Survey of (sub)millimeter water masers in low-mass star-forming regions

Context. Water masers are common in star-forming regions (SFRs), with the 22.235 GHz transition widely detected in both high- and low-mass protostars. In contrast, (sub)millimeter water maser transitions remain poorly studied, especially in low-mass SFRs, due to atmospheric limitations and a lack of systematic surveys. Aims. We searched for millimeter water masers in a sample of low-mass SFRs previously known to exhibit 22 GHz emission. Specifically, we targeted the 31,3-22,0, 102,9-93,6, and 51,5-42,2 transitions at 183.3, 321.2, and 325.2 GHz, respectively. We also examined their potential as probes of evolutionary stage by comparing them with previously reported Class I methanol masers (MMs). Methods.
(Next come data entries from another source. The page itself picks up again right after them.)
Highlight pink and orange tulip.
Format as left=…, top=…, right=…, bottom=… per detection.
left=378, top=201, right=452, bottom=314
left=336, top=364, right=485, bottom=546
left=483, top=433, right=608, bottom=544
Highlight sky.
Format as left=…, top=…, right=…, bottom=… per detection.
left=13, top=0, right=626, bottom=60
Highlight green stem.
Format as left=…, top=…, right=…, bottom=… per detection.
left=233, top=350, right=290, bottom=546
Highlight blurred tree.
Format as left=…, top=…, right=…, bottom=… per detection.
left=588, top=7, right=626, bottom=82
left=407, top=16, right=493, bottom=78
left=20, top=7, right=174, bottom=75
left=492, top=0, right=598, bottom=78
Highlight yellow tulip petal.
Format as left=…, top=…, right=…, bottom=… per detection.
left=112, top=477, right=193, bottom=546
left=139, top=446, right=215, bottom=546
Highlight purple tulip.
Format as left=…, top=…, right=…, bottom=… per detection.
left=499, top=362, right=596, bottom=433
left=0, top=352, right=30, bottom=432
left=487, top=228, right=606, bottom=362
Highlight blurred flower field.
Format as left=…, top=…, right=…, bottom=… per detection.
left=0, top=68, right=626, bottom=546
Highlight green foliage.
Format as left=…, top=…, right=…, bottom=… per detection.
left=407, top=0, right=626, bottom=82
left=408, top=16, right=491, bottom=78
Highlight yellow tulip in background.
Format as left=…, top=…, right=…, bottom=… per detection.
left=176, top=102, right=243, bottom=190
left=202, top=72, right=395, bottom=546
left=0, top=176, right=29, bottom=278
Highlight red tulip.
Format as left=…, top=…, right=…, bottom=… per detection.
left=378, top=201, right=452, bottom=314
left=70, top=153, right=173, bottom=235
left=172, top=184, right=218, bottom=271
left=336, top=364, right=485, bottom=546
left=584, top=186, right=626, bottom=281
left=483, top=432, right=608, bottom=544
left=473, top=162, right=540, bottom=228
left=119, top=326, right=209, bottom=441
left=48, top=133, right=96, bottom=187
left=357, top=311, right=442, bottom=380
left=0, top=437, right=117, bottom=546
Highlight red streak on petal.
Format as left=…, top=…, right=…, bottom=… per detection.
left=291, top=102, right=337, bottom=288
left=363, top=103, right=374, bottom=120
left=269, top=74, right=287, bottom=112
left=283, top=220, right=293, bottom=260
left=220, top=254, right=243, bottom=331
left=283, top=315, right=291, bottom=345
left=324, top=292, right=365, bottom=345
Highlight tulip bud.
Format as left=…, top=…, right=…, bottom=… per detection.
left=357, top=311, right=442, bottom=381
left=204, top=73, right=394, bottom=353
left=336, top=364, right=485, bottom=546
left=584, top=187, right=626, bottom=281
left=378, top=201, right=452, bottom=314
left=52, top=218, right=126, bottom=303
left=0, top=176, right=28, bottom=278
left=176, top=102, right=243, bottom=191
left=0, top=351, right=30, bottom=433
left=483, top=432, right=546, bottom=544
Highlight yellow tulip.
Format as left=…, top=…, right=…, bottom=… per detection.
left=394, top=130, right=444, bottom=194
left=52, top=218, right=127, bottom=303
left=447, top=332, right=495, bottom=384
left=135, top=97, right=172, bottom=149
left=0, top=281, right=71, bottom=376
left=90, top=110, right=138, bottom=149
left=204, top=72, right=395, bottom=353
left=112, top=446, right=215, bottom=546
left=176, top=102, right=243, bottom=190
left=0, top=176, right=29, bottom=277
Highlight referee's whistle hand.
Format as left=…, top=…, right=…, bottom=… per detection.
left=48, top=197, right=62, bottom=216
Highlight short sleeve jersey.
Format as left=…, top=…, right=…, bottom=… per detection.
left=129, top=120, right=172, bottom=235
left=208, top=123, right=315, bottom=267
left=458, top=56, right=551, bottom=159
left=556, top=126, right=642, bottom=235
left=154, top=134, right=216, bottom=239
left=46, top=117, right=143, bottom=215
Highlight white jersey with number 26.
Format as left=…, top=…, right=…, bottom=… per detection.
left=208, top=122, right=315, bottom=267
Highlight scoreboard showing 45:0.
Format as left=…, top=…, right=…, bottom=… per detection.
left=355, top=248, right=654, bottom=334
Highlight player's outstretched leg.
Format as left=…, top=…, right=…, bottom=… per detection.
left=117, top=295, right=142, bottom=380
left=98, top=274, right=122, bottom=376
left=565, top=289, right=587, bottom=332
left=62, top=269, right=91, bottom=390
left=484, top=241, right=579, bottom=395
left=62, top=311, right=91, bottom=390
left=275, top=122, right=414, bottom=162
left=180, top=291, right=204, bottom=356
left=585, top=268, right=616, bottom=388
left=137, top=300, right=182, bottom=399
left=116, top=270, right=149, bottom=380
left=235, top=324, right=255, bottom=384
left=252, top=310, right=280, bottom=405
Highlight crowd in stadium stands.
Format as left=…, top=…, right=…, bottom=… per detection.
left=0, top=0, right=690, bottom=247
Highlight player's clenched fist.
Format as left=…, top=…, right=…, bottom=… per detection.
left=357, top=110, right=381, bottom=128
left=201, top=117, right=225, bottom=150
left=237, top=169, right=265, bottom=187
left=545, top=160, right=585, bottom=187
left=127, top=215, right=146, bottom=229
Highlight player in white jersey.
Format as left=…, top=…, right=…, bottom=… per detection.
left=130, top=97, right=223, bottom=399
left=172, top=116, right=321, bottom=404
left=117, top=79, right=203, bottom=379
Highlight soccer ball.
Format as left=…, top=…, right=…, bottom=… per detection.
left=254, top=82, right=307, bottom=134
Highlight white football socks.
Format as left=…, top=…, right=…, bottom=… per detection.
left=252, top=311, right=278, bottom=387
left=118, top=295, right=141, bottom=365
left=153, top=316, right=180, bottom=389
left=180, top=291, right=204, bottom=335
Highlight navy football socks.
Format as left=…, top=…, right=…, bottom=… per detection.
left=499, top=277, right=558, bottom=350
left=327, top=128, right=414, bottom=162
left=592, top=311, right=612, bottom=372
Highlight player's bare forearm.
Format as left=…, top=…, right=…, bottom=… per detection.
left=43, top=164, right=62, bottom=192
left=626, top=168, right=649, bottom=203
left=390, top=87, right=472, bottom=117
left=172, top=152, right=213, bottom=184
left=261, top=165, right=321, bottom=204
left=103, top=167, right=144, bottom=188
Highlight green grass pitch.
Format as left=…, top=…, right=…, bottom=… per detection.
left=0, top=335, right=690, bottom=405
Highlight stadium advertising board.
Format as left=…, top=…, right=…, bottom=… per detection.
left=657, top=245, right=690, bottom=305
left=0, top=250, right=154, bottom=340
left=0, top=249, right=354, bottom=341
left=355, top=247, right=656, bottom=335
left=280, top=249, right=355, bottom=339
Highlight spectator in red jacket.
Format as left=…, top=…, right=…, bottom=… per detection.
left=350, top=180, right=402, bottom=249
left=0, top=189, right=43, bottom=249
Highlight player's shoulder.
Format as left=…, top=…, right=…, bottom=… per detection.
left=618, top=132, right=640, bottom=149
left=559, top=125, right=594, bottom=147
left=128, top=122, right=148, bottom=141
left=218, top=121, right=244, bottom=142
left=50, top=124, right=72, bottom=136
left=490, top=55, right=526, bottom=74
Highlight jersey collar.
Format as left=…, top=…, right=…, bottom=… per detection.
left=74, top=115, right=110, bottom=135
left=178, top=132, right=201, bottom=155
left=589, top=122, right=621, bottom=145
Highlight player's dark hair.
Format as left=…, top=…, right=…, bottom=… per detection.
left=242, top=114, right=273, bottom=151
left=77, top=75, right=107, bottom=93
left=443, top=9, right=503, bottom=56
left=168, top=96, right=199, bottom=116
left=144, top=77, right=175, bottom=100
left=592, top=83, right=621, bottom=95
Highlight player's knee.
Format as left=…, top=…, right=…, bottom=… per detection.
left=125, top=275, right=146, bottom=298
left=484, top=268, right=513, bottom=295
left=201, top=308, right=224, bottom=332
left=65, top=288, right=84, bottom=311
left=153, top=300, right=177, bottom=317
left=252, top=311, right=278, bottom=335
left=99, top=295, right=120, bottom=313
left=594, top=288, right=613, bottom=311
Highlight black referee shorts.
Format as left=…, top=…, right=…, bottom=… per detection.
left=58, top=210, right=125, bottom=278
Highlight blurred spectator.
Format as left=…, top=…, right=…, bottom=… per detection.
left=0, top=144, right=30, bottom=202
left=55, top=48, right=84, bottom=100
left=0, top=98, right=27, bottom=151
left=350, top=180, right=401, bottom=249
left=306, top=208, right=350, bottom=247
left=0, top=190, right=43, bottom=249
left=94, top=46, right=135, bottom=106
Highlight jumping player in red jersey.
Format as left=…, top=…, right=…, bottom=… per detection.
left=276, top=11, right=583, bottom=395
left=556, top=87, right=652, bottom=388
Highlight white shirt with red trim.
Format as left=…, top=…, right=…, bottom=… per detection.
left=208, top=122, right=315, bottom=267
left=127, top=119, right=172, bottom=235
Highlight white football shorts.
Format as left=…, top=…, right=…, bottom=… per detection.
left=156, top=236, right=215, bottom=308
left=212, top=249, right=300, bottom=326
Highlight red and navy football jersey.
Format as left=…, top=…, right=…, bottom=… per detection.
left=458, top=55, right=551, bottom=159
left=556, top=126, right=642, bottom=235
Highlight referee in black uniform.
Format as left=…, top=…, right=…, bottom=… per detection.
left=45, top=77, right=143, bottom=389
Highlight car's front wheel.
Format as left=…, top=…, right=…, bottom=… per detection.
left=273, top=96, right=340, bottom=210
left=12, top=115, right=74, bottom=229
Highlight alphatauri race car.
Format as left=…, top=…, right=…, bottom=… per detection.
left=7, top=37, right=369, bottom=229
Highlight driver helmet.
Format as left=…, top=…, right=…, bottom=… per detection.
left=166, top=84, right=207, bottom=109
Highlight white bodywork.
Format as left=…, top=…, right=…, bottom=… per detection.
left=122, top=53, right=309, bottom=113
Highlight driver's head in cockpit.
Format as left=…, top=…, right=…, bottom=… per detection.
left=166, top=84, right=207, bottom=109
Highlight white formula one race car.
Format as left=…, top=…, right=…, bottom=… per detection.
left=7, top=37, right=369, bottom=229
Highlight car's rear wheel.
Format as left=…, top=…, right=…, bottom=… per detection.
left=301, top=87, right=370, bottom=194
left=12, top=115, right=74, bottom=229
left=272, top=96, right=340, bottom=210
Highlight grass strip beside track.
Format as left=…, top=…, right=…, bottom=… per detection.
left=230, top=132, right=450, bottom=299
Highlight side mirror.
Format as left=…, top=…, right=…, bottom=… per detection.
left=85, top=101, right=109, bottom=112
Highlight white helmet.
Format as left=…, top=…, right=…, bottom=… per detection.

We used the SEPIA 180 and 345 receivers on the APEX 12 m telescope to carry out the observations. To assess the evolutionary stage of each source, we modeled their spectral energy distributions using archival data and used the derived dust temperatures as proxies of ages. We then compared the occurrence of water and MMs across the sample. Results. We detected 183.3 GHz water masers in 5 out of 18 sources. Among these, Serpens FIRS 1 also exhibits the 321.2 GHz transition line, and IRAS 16293-2422 shows all three targeted transitions (at 183.3, 321.2, and 325.2 GHz). The 325.2 GHz transition was detected only in IRAS 16293-2422. Despite excellent observing conditions, detection rates drop with increasing frequency, reflecting both intrinsic line weakness and variability. Notably, the brightest (sub)millimeter masers can reach flux densities comparable to those of the 22 GHz line. Comparisons of velocity profiles show that different transitions often trace distinct gas components. Water masers generally appear at earlier or comparable evolutionary stages than MMs, suggesting no universal maser-based age sequence. Conclusions. Our results demonstrate the detectability of submillimeter water in low-mass SFRs, although their occurrence is rare. Velocity overlap between some centimeter and millimeter components suggests partial spatial coincidence, but many features appear uniquely in one frequency regime, indicating that different transitions often trace distinct gas regions with varying physical conditions.